The political parties - Conservative, Labour and Liberal are the three largest ones, and there are many smaller ones, with this diversity of representation existing to such a degree that a single party having a majority of the Imperial Parliament is regarded as almost an impossibility - tend to be led by strong, capable leaders, as they have many good candidates to choose from. Being a Member of the Imperial Parliament is a highly-prestigious position in any right and so the parties are very capable of finding highly-qualified candidates for both party positions and cabinet positions, resulting in a "Imperial political class" that is almost entirely drawn from highly-qualified men and women, an environment that has encouraged the parties to look out for who might be the next great leader. Originally the leaders tended to come from British backgrounds, but starting with the Depression-era years and particularly during the Imperial Prime Ministerships of Winston Churchill (1934-1942), Jan Smuts (1942-1946) and Clement Attlee (1946-1951), the best from the Empire began entering the Cabinets of the Imperial Parliament, a tradition that grew far beyond the first Dominion-born Prime Minister (Smuts) to include a great many of the best from the Empire. Conservative successor, Anthony Eden (1950-1955), was followed by Canadian Lester Pearson (1955-1964), who was then followed by the first Australian Imperial Prime Minister, Gough Whitlam, who assumed the post in May 1964.
Imperial Prime Ministers
Joseph Chamberlain - 1902-1906
Henry Campbell-Bannerman - 1906-1908
Herbert Henry Asquith - 1908-1916
David Lloyd George - 1916-1924
Stanley Baldwin - 1924-1929
John Robert Clynes - 1929-1934
Winston Churchill - 1934-1942
Jan Christiaan Smuts - 1942-1946
Clement Attlee - 1946-1950
Anthony Eden - 1950-1955
Lester Pearson - 1955-1964
Gough Whitlam - 1964-1970
Tommy Douglas - 1970-1974
Robert Stanfield - 1974-1982
Edward Heath - 1982-1986
Robert Hawke - 1986-1991
Nelson Mandela - 1991-1998
Edward Broadbent - 1998-1999
Tony Blair - 1999-2008
David Cameron - 2008-2014
Justin Trudeau - 2014-2018
Jacinda Ardern - 2018-present
 Resigned due to health issues, remained in War Cabinet under Smuts, remained as a member of the Imperial Parliament until 1962
 Retired in an attempt to not bog his party down during an election, Heath's victory seven weeks later was proof this plan worked
 Retired at Age 80
As I've suggested somewhere on here before, I like the idea of Britishness becoming an international identity rather than something solely associated with our damp little islands off the coast of Europe. If 'British' was unacceptable, I'm assuming that the word 'Imperial' would be dropped at some point in the 50s and some sort of United Commonwealth Federation would take its place? I can imagine Trudeau and Ardern being Commonwealth Prime Ministers, but Imperial Prime Ministers? Not so sure.

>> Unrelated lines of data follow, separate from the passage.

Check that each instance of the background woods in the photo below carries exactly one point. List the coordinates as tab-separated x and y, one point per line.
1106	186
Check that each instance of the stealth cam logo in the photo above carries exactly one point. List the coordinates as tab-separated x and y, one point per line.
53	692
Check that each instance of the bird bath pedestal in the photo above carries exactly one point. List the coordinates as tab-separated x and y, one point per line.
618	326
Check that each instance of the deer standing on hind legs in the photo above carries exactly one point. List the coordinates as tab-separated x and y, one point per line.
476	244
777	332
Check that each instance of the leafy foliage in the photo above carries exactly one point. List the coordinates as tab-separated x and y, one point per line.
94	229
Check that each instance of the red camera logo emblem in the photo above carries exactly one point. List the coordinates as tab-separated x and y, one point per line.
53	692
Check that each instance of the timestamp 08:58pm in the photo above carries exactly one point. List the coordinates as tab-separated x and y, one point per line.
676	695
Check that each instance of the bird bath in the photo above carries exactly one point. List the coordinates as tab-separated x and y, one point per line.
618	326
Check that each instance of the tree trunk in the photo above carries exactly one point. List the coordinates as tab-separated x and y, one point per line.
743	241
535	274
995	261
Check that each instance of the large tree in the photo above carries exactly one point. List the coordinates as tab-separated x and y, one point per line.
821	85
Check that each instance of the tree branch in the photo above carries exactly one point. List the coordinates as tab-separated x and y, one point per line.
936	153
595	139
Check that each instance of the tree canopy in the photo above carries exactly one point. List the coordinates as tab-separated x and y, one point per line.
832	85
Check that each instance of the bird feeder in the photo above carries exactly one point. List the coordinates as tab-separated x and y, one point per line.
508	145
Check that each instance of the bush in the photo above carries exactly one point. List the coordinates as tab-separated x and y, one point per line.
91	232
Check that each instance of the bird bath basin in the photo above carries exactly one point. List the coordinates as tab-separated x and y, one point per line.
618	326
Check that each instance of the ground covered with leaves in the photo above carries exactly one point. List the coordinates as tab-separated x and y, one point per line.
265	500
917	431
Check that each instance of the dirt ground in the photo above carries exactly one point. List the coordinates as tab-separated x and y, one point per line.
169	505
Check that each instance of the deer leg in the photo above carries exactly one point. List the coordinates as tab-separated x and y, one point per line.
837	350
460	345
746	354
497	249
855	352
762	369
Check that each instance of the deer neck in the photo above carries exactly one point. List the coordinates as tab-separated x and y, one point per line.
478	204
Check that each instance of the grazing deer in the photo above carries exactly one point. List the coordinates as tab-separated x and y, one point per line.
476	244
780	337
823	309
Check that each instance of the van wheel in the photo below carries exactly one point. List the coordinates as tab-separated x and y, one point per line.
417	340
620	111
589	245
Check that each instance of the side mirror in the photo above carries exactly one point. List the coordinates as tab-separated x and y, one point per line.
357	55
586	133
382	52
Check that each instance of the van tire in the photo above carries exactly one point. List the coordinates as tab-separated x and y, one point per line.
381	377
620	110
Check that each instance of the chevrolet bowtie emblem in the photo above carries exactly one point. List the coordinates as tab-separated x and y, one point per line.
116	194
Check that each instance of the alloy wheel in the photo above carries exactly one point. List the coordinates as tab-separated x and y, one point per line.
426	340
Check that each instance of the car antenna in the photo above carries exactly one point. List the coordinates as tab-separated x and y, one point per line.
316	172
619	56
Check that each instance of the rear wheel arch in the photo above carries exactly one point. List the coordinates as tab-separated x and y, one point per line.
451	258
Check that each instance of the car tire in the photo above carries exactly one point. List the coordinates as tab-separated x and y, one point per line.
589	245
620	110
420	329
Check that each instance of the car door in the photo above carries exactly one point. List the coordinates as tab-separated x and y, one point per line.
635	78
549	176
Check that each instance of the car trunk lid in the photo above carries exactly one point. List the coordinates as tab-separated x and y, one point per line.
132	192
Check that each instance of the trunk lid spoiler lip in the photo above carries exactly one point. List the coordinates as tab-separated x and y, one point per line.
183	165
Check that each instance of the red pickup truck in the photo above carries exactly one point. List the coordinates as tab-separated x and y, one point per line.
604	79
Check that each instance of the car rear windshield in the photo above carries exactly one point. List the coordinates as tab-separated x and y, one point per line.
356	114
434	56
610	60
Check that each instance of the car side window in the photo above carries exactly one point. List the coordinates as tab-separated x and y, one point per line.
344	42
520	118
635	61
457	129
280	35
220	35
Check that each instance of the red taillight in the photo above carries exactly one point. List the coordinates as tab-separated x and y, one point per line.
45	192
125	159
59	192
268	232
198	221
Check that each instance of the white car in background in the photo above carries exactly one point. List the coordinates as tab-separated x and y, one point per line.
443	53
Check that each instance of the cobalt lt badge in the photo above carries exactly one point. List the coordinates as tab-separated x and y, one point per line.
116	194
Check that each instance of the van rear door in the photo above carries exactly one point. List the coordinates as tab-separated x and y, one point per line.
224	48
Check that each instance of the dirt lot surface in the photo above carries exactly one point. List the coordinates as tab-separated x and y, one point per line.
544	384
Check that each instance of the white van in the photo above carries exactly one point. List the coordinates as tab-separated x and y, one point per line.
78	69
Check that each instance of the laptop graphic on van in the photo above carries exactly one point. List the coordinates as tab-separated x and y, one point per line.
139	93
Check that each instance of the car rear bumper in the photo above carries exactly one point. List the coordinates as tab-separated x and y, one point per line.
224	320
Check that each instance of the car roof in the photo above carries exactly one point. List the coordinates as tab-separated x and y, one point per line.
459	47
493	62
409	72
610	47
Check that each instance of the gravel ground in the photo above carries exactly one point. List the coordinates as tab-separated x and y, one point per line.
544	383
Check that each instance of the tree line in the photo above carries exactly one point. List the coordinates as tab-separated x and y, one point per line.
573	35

I like the idea of India being attached at the hip to the 'UCF' (or the UCF being joined at the hip to India) but being a free federal republic that is able to pursue its own course and being TTL's analogue of China. Maybe it's China that gets partitioned between the CCP and the KMT and India remains united if federalised? Can we butterfly all the horrors of Indian partition in that way?
Come to think of it, what you've laid out here might butterfly quite a few horror stories of the 20th and 21st centuries that can be traced back to the aftermath of Empire: Palestine (obviously), the Troubles, Indian Partition, violence in Cyprus, apartheid. Didn't Ireland go through a dominion phase before the establishment of the Republic or am I misunderstanding? I think Dominion status for the home nations/home rule all round would be something that would allow the Commonwealth Parliament to have a chance of being seen as a proper supranational institution rather than an extension of domestic British arrangements - which long term would be a disaster for such an organisation.
The idea of the UCF being an industrial powerhouse is an attractive one. I would hope its continuing military might would be a relatively benign influence and perhaps a counterweight as well as a partner to American hard power.
And yes, I think Canada had the potential to be an absolute rugby superpower. Not sure I can see cricket being played there though, although I did visit the Sticky Wicket pub in Victoria last year!